Though this project is international, the recent Federal Supreme Court decision stating that Quebec's ban on private health insurance violated individual rights convinced the Quebec-born Quesnel-Vallée to examine her province's approach to healthcare in greater detail. She has teamed up with professors Abby Lippman, Lee Soderstrom and Antonia Maioni to analyze a range of issues - from gender inequalities to population aging - that correlate to increased private insurance in Quebec.

Quesnel-Vallée finds her local initiatives extremely rewarding. Recently, she took part in a public colloquium in which academics set the record straight on health care issues that are often dramatized by the media. The impetus for this meeting was the need to inform the public on the current health care reform proposed by the Charest government.

"It was so great to see 200 to 300 people take time out of their weekends to get informed about their health care system," she says. "That's when you know your work is really bringing something back to the community."

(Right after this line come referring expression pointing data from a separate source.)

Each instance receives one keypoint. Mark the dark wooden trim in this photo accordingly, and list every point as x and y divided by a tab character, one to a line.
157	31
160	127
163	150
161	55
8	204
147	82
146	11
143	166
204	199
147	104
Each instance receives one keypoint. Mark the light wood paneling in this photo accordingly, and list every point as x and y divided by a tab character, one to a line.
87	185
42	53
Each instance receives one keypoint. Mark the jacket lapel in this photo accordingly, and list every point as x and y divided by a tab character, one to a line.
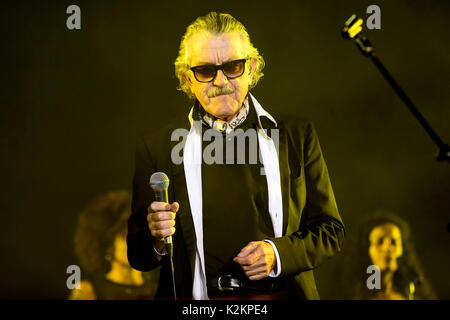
284	176
184	214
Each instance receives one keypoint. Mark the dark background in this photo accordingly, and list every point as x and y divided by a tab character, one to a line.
74	101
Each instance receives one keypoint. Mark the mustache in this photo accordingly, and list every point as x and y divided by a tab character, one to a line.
218	91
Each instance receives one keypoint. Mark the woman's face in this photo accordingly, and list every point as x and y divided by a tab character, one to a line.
385	246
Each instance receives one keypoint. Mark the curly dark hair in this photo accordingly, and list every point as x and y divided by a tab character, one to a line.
98	225
409	268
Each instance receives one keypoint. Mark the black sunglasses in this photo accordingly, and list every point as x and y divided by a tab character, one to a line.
207	73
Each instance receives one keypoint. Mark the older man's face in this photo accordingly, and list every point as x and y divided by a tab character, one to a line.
206	49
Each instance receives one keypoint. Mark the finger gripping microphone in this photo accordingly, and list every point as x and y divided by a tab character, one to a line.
159	182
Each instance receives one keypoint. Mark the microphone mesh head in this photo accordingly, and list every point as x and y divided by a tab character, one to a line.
159	181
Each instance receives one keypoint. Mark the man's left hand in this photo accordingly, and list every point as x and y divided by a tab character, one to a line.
257	259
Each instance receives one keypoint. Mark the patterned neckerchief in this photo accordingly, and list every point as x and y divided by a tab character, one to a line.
222	125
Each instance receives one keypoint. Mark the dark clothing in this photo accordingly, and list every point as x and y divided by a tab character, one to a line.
312	228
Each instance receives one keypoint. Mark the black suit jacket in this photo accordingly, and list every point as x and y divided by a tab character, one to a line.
312	228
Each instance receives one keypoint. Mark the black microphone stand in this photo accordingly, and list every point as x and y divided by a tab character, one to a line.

Quesnel-Vallée hopes to be presenting the results of her latest research on population aging and private health insurance at the Quebec National Assembly's Commission des affaires sociales, where the Charest government's response to the federal Supreme Court - and the associated health care reform - will be debated. Her recommendations will not only inform policy-making at the provincial and federal levels, but also promote the truly Canadian principle that universal health insurance is a basic right.